A whole range of efficiency improvement measures are being implemented at great pace on both the cost and the revenues side to enable the BMW Group to overcome the current crisis. The BMW Group continued to improve its cost structures during the first three months of the year. It also managed to reduce inventory levels further and substantially cut back working capital in the Automobiles segment during the same period. This allowed the company to generate a positive free cash flow of euro 220 million during the first quarter. Group liquidity improved to a total of euro 10.025 billion by the end of the quarter.
The total number of BMW, MINI and Rolls-Royce brand vehicles delivered to customers fell by 21.2% to 277,264 units (first quarter 2008: 351,787 units) in the first quarter of 2009. The BMW Group nevertheless performed better than the global premium segment as a whole: The BMW brand’s share of the global premium segment rose to 20.7%.
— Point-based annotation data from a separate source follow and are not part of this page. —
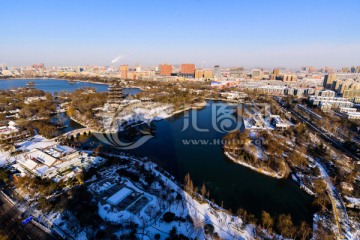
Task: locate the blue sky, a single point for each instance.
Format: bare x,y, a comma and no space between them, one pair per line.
278,33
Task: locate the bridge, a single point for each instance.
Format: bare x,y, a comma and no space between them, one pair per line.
75,132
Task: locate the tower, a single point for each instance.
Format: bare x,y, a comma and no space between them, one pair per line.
115,94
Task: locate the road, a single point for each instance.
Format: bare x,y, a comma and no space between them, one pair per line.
11,223
339,209
321,133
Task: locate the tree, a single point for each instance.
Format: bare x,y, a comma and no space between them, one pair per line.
189,186
285,225
266,220
304,230
242,213
203,190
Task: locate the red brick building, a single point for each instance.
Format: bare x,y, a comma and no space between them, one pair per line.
187,69
165,69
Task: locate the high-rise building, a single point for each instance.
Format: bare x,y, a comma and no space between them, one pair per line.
203,73
187,69
257,74
328,80
165,69
289,78
276,72
115,94
217,72
124,69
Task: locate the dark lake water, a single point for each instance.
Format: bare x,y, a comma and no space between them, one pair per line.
51,85
234,185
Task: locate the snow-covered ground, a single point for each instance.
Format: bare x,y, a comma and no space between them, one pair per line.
134,112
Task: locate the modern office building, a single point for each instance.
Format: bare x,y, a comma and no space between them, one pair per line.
187,70
217,72
203,74
328,80
124,69
165,69
257,74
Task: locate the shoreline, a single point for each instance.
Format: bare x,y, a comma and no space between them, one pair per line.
267,173
52,78
200,106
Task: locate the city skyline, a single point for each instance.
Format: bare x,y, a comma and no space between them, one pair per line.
249,34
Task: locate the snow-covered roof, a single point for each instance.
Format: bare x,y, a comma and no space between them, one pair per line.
41,170
42,157
119,196
30,164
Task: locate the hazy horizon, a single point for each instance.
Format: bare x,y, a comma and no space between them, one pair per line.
266,34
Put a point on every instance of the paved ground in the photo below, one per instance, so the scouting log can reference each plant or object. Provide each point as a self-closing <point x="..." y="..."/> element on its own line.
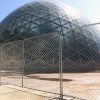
<point x="10" y="92"/>
<point x="82" y="85"/>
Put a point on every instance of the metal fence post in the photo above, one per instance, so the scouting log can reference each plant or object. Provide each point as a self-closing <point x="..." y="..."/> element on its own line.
<point x="23" y="65"/>
<point x="1" y="62"/>
<point x="60" y="67"/>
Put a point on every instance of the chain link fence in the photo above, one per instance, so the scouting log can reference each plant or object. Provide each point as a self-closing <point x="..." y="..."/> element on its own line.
<point x="49" y="63"/>
<point x="32" y="63"/>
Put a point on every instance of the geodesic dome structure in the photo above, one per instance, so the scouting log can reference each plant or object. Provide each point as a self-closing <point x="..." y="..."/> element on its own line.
<point x="81" y="45"/>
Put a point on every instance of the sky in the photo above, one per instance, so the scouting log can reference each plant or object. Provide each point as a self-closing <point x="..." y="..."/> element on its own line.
<point x="89" y="9"/>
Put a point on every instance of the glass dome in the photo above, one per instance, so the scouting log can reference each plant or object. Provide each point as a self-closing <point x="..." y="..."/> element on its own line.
<point x="80" y="44"/>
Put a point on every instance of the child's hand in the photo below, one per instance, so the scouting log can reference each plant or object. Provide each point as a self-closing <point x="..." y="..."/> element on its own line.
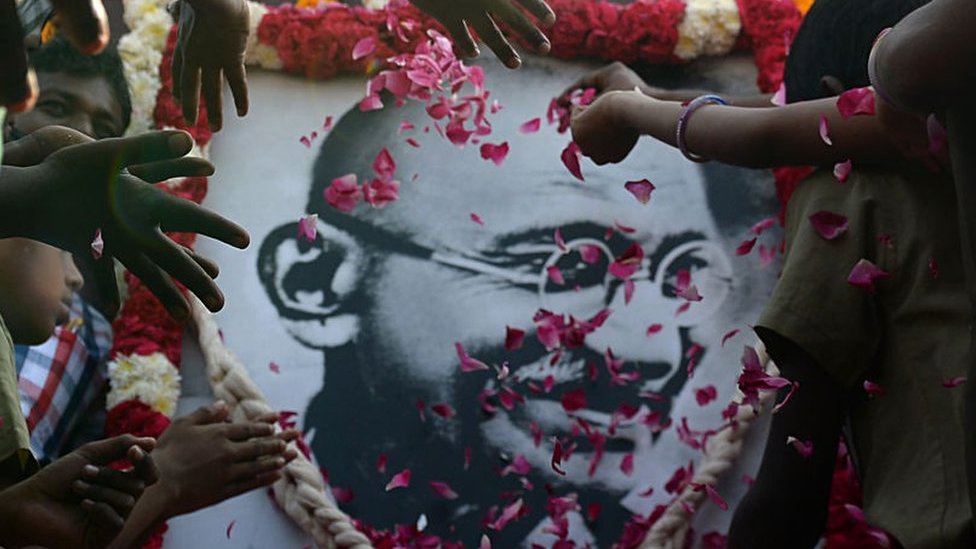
<point x="601" y="129"/>
<point x="228" y="459"/>
<point x="79" y="502"/>
<point x="613" y="77"/>
<point x="78" y="189"/>
<point x="458" y="15"/>
<point x="211" y="41"/>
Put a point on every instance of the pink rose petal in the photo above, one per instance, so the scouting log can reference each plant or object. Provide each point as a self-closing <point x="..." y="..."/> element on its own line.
<point x="804" y="448"/>
<point x="937" y="134"/>
<point x="954" y="382"/>
<point x="627" y="464"/>
<point x="842" y="170"/>
<point x="97" y="245"/>
<point x="825" y="130"/>
<point x="343" y="193"/>
<point x="873" y="388"/>
<point x="856" y="101"/>
<point x="364" y="47"/>
<point x="399" y="480"/>
<point x="442" y="489"/>
<point x="495" y="153"/>
<point x="864" y="274"/>
<point x="745" y="247"/>
<point x="571" y="158"/>
<point x="555" y="275"/>
<point x="308" y="227"/>
<point x="829" y="225"/>
<point x="531" y="126"/>
<point x="640" y="189"/>
<point x="468" y="364"/>
<point x="729" y="335"/>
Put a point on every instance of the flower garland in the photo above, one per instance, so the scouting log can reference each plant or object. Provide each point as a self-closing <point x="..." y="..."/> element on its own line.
<point x="319" y="44"/>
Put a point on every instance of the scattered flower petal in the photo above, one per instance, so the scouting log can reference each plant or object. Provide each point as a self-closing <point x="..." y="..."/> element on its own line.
<point x="829" y="225"/>
<point x="531" y="126"/>
<point x="640" y="189"/>
<point x="842" y="170"/>
<point x="864" y="274"/>
<point x="856" y="101"/>
<point x="399" y="480"/>
<point x="825" y="130"/>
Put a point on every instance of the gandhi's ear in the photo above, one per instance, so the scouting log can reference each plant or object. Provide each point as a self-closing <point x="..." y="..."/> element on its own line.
<point x="313" y="285"/>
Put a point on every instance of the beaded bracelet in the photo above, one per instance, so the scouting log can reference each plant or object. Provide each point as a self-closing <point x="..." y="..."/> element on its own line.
<point x="689" y="110"/>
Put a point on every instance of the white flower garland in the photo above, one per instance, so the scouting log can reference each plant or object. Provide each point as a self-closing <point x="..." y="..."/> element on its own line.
<point x="151" y="379"/>
<point x="710" y="27"/>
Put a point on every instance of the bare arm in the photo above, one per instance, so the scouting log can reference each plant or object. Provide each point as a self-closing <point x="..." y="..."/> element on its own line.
<point x="787" y="504"/>
<point x="928" y="61"/>
<point x="755" y="138"/>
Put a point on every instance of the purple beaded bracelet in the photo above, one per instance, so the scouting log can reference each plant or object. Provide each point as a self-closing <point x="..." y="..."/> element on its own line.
<point x="689" y="110"/>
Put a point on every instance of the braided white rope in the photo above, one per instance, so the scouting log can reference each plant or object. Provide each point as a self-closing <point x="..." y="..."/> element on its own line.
<point x="721" y="451"/>
<point x="301" y="491"/>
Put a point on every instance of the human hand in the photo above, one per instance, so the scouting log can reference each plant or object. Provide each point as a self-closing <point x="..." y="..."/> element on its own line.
<point x="613" y="77"/>
<point x="211" y="41"/>
<point x="83" y="22"/>
<point x="78" y="501"/>
<point x="458" y="16"/>
<point x="78" y="189"/>
<point x="229" y="459"/>
<point x="601" y="130"/>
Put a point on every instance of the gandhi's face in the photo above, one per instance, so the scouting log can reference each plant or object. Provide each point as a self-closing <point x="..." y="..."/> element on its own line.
<point x="405" y="284"/>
BMW Group reports EBIT of euro 921 million for 2008
Despite difficult market conditions the BMW Group reported clearly positive earnings for the 2008 financial year. Just taking the additional risk provision expense for residual value risks – caused by the weak used car markets – and for bad debts plus one-time personnel expenses, earnings were reduced by exceptional expenses amounting to euro 2,423 million in 2008.
The EBIT of the BMW Group fell accordingly to euro 921 million in 2008 (2007: euro 4,212 million). The profit before tax was euro 351 million (2007: euro 3,873 million) while the net profit came in at euro 330 million (2007: euro 3,134 million). Group revenues fell relatively moderately to euro 53,197 million (2007: euro 56,018 million).
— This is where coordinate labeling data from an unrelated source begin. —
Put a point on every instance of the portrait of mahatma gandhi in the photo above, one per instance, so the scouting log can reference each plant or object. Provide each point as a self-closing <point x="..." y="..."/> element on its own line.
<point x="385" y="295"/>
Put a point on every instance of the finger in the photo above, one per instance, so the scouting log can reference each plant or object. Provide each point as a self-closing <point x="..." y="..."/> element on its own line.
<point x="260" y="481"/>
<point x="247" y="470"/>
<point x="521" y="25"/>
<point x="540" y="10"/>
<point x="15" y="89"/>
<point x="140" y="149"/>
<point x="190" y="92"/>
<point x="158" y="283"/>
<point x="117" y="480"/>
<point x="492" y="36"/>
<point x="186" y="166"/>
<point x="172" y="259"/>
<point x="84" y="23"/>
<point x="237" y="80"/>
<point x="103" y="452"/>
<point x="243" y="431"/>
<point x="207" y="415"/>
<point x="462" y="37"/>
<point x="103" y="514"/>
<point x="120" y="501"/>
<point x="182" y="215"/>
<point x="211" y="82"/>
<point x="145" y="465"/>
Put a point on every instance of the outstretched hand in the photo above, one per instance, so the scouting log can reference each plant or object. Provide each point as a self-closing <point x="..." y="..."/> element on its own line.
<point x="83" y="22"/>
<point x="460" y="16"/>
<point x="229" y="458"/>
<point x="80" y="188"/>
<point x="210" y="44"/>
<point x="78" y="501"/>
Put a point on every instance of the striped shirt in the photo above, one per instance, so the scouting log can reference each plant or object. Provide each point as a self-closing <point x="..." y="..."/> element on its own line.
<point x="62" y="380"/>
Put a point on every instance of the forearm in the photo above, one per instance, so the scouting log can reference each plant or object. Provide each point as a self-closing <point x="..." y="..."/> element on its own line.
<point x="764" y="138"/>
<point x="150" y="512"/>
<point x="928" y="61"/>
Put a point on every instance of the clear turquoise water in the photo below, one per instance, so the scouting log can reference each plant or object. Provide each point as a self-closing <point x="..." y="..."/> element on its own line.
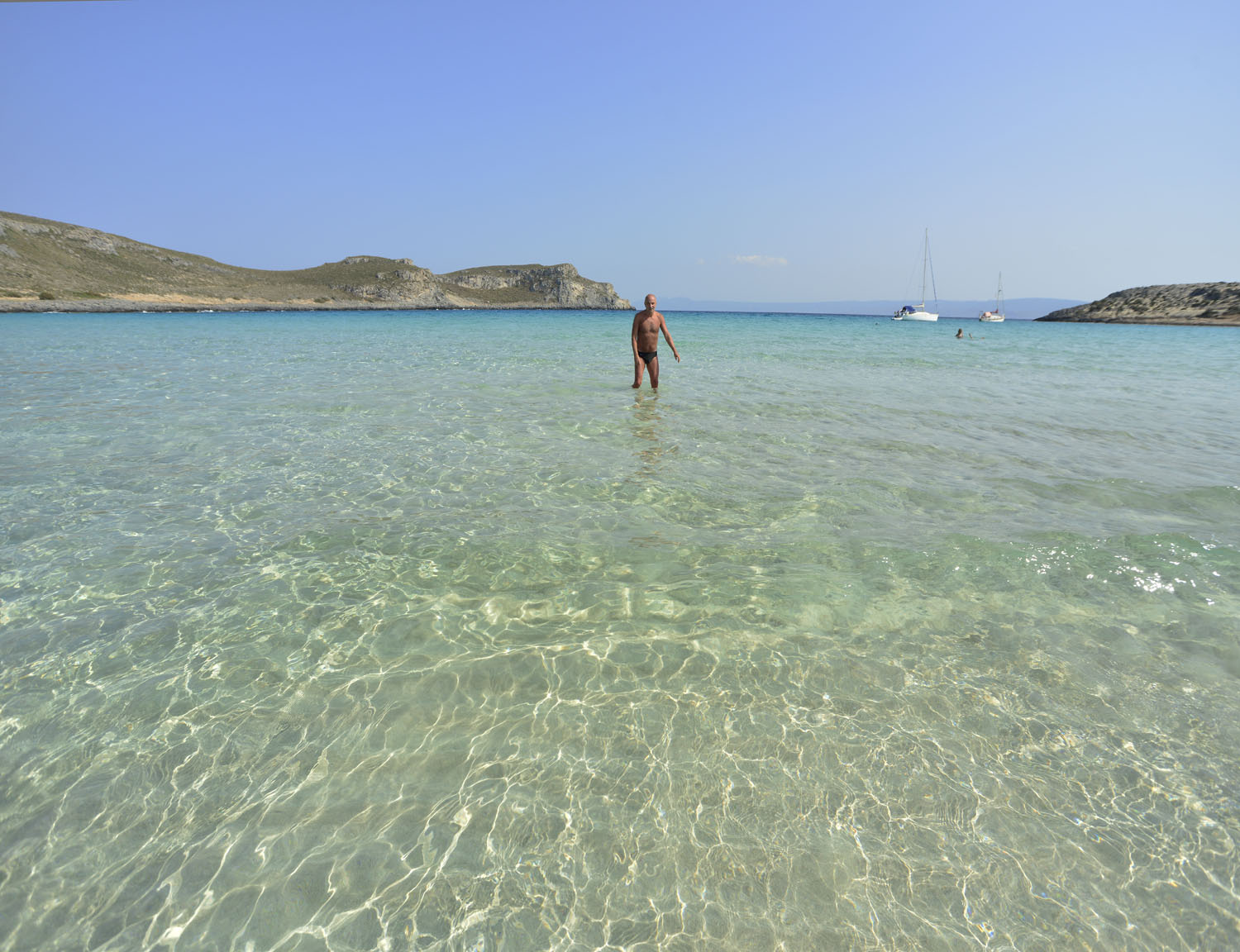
<point x="426" y="631"/>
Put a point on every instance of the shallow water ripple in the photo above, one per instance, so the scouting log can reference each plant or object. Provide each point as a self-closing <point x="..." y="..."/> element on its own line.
<point x="312" y="642"/>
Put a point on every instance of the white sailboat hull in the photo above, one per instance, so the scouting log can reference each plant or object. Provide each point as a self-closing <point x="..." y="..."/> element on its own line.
<point x="908" y="312"/>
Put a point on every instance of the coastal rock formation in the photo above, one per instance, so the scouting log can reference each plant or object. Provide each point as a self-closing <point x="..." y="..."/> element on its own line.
<point x="1215" y="304"/>
<point x="52" y="265"/>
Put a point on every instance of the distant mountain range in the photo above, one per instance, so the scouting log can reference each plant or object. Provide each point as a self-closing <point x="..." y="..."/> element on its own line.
<point x="52" y="265"/>
<point x="1018" y="309"/>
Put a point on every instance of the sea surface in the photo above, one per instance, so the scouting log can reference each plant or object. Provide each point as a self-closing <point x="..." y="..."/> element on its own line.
<point x="426" y="631"/>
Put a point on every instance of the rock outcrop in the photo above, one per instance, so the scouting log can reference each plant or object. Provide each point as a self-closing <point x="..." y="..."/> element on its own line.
<point x="1180" y="304"/>
<point x="52" y="265"/>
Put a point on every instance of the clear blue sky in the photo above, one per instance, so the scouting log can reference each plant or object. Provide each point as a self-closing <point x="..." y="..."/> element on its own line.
<point x="779" y="151"/>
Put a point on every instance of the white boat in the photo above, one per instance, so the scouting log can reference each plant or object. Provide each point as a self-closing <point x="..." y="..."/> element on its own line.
<point x="908" y="312"/>
<point x="997" y="314"/>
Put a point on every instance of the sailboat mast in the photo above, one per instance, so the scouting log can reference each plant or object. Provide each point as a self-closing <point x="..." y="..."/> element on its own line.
<point x="925" y="257"/>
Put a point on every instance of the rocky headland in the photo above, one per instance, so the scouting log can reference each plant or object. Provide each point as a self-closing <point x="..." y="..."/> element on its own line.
<point x="1213" y="305"/>
<point x="49" y="265"/>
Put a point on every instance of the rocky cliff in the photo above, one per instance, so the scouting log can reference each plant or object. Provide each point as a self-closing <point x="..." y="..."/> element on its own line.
<point x="52" y="265"/>
<point x="1185" y="304"/>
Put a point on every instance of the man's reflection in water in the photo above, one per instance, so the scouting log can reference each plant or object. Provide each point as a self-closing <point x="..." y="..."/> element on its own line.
<point x="647" y="426"/>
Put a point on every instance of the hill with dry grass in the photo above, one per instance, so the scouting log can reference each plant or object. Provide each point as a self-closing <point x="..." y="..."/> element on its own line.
<point x="52" y="265"/>
<point x="1215" y="304"/>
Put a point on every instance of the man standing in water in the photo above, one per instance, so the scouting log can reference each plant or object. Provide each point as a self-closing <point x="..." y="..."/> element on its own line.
<point x="646" y="326"/>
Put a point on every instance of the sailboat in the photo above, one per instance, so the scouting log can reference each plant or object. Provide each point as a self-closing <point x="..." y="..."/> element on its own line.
<point x="997" y="314"/>
<point x="908" y="312"/>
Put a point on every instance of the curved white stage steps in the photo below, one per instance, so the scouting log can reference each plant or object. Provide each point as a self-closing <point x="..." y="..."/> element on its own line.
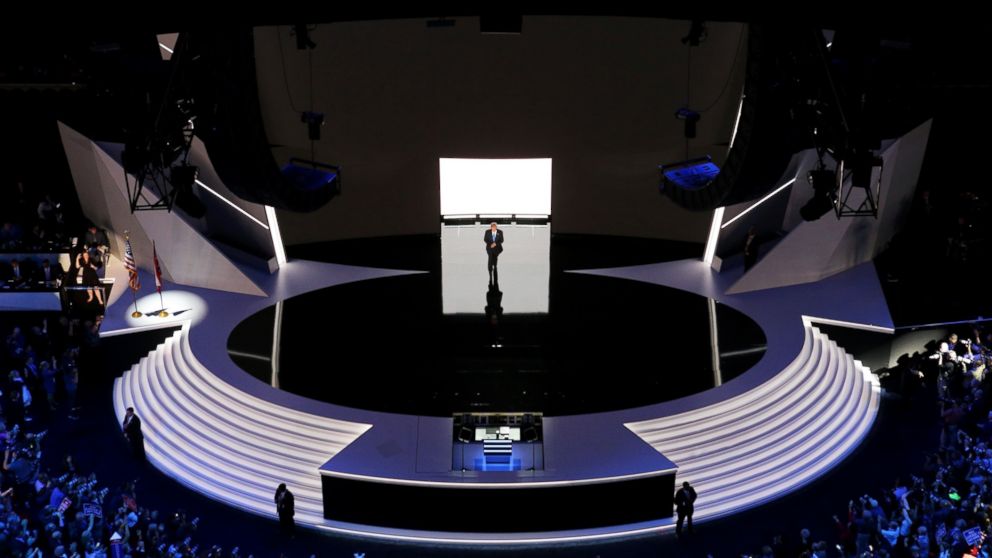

Adjusted for the exceptional expense for risk provision and personnel costs referred to above, EBIT would have been euro 3,344 million and the EBIT margin would have been 6.3%.
Unsurprisingly in the face of difficult business conditions in 2008, the BMW Group was not able to match the previous year’s record sales volume figure. In total, the BMW Group sold 1,435,876 BMW, MINI and Rolls-Royce brand vehicles in 2008 (2007: 1,500,678 units/-4.3%). The Group therefore recorded the second-best annual sales volume figure in its history (behind 2007).
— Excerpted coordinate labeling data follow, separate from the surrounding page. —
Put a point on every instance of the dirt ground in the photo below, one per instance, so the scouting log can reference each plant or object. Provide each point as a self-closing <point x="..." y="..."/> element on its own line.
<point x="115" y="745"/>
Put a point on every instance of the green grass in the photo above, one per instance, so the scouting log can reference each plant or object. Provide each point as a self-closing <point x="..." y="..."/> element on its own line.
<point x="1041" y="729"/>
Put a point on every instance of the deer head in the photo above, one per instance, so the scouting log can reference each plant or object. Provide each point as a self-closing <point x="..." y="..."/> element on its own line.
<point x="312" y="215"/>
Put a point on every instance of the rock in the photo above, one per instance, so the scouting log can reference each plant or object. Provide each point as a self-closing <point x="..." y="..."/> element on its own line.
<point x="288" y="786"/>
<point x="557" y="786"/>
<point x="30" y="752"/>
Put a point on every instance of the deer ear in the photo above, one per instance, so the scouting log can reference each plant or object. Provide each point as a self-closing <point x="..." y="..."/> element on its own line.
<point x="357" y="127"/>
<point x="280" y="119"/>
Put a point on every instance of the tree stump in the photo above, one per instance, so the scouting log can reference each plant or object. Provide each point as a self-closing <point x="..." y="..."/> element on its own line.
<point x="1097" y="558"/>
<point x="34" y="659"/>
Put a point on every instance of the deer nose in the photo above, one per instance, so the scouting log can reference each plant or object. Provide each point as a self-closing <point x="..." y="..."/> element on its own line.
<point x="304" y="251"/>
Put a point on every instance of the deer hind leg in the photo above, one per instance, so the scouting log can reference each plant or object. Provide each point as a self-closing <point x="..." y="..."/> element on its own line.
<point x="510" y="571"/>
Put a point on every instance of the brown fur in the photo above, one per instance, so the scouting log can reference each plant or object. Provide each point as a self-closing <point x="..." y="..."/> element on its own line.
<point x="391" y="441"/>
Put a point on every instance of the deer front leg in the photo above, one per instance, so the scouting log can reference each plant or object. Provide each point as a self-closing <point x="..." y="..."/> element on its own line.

Dividend of euro 0.30 proposed for common stock
As a result of decreased earnings, the Board of Management and the Supervisory Board will propose to shareholders at the Annual General Meeting that a dividend of euro 0.30 (2008: euro 1.06) be paid on each share of common stock and of euro 0.32 (2008: euro 1.08) on each share of preferred stock. “We want to give our shareholders an appropriate share in our company’s success over the long term,” emphasised Reithofer.
The number of employees decreased further during the first quarter of 2009. Over the first three months the workforce was reduced by 929 employees, of whom approximately 300 had signed voluntary severance contracts in the previous year and left the company during the first quarter of 2009. In addition, positions becoming free due to natural staff attrition were not filled. The BMW Group workforce comprised 99,112 employees worldwide at the end of the first quarter 2009 (31 March 2008: 106,887 employees), representing a 7.3% decrease on a year-on-year basis. Compared to 31 December 2008, the number of employees was decreased by 0.9%.